In either 1 or 2, you can place a piece of pipe in the "ankle" area so that it can be placed on a spike, or screwed into a base and be secured.


----------



## CamM (Dec 6, 2008)

Wisconsin Ann said:


> I look forward to seeing your pictures
> 
> You can make your own, custom to YOUR foot lasts.....I've made a pair for my feet and they work really well.
> 
> ...


I actually tried the 2nd one and ended up cutting my feet because I didn't leave room for scissors underneath and used a razor blade instead. :bash: I'll get a photobucket account tonight.


----------



## Wisconsin Ann (Feb 27, 2007)

yeooooouch!! My beloved Artificer was going to cut them off my feet, but when I saw him coming at me with a knife I thought better of it! Grabbed a sewing scissors and did it myself


----------



## CamM (Dec 6, 2008)

Sorry the pictures are so giant. I couldn't figure out how to save my changes to the photos. The top picture is of the tools I used minus the tack hammer.
All I used as instruction was a series of videos on YouTube 'How to Make shoes' and the book Handmade Shoes for Men.


----------



## Jan in CO (May 10, 2002)

Very ingenious! I'm amazed at the talent on this board! Can't wait to see the pictures of the boots, too! Jan in Co


----------



## CamM (Dec 6, 2008)

Jan in CO said:


> Very ingenious! I'm amazed at the talent on this board!

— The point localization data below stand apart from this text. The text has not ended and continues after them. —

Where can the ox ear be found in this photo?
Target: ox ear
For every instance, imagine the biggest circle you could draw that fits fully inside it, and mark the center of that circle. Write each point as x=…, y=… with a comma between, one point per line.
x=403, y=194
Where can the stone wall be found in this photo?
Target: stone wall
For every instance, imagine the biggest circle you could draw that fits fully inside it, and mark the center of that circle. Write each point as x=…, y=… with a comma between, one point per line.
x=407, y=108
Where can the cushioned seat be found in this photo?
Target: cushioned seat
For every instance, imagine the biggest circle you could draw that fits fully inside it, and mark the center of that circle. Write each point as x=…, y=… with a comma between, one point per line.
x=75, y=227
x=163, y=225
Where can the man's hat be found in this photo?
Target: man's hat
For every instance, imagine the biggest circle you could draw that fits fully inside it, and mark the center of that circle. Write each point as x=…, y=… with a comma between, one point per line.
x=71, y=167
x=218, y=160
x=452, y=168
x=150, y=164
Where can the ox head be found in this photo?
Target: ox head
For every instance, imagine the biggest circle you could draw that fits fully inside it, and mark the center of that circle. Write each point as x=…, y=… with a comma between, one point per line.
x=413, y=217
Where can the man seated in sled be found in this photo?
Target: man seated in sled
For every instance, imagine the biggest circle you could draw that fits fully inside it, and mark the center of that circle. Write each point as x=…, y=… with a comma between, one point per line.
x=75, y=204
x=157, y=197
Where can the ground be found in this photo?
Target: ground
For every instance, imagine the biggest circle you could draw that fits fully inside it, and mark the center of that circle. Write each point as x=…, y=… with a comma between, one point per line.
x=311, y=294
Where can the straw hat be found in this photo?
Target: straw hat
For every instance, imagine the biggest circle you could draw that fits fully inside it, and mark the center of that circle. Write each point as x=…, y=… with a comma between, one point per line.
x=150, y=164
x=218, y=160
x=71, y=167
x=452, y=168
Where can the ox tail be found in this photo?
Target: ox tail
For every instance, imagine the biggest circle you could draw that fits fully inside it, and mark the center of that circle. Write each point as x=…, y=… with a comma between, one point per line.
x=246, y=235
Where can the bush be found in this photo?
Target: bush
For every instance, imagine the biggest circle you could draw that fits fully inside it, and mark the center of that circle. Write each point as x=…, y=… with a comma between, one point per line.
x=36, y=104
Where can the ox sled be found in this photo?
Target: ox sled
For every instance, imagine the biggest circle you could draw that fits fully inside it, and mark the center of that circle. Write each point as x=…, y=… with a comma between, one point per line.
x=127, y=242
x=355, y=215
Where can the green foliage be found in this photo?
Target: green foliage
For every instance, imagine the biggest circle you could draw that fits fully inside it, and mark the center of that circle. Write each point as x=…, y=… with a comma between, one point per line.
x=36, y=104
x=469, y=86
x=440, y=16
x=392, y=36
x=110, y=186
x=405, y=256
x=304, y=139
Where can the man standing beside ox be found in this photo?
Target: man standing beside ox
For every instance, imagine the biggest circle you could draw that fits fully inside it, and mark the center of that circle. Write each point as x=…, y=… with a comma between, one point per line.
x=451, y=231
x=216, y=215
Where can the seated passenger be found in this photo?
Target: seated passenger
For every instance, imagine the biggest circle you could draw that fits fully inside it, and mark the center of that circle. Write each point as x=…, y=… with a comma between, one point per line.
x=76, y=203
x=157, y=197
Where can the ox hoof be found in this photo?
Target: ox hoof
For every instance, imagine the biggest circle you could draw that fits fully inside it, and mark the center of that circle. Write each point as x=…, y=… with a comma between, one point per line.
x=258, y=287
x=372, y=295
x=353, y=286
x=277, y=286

Can't wait to see the pictures of the boots, too! Jan in Co


Wait until you see them first. Might change your mind.


----------



## Wisconsin Ann (Feb 27, 2007)

Wow! Real honest-to-God "yes, I'd wear those" boots! :clap:


----------



## Jan in CO (May 10, 2002)

I still say very ingenious! You did an amazing job! If the shtf, you will at least be able to keep yourself in footwear! Jan in Co


----------



## Kiamichi Kid (Apr 9, 2009)

Look good to me


----------



## zameluzza (Mar 21, 2006)

CamM said:


> Sorry the pictures are so giant. I couldn't figure out how to save my changes to the photos. The top picture is of the tools I used minus the tack hammer.
> All I used as instruction was a series of videos on YouTube 'How to Make shoes' and the book Handmade Shoes for Men.


wow it's all I can say :clap:


----------



## UUmom2many (Apr 21, 2009)

these rock!!!!!


----------



## CamM (Dec 6, 2008)

Just as an update--I walked through a creek with them, which wasn't one of my better ideas. The leather glue dissolves in water, and my heels were beginning to fall off because I didn't nail them on, and the lace reinforcement did the same since I didn't stitch them on. Next time I need to add a rubber bottom onto the heel; leather heels wear out pretty quick.

Eventually I want to get some actual instruction. A Hungarian shoemaker company--Koronya--runs a $1500 class in NYC, and while I'm more interested in the 'working man's' shoe/boot, the skills are applicable.


----------



## kritter8888 (Jun 8, 2009)

They actually look like a rough pair of boots we sell in my store (Timberlands). So bravo!! You might want to try cement as a glue and latex(not sure if your can buy) as the seam protector.


----------



## NEfarmgirl (Jan 27, 2009)

Wow! Great job!


----------